Figure 6.6: a) A schematic of an RNA (in red) just after cleavage but before polyadennylation. The 5’ end of the RNA extends to the bottom left. An open triangle points to the site of cleavage. Notice that the PAS (AAUAAA) is upstream of the cleavage site. The G/U-rich region is downstream. CTD, CFI, CFII, CPSF, CSTF and PAP make up the cleavage and polyadenylation machinery. The PAP is the Poly A Polymerase, the enzyme that adds adenine ribonucleotides to the 3’ end of the message. b) These sequence logos illustrate how conserved the PAS really is even between humans (top) and flies (bottom).

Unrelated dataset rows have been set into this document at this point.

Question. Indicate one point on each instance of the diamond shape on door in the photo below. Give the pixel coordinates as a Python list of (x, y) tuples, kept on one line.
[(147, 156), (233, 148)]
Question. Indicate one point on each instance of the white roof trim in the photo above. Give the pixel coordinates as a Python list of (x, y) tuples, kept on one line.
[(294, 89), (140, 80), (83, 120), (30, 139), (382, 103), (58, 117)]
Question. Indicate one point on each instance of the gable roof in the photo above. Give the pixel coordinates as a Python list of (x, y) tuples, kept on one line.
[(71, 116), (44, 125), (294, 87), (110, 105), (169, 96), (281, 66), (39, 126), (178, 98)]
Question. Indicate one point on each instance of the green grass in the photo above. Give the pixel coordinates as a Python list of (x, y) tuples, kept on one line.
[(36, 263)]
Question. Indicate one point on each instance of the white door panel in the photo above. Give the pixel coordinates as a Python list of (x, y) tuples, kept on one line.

6.4.1 Test Your Understanding


Click the link above to see the TYU questions.


Take home message: Splicing, cleavage and polyadenlyation are distinct from cap addition. The capping enzyme does not require a specific DNA or RNA sequence for 5’ cap addition to occur. On the other hand, splicing, cleavage and polyadenylation do require specific sequence motifs. These sequences are present in the nontemplate or sense strand of the genome43 but are recognized by the RNA processing machinery as RNA.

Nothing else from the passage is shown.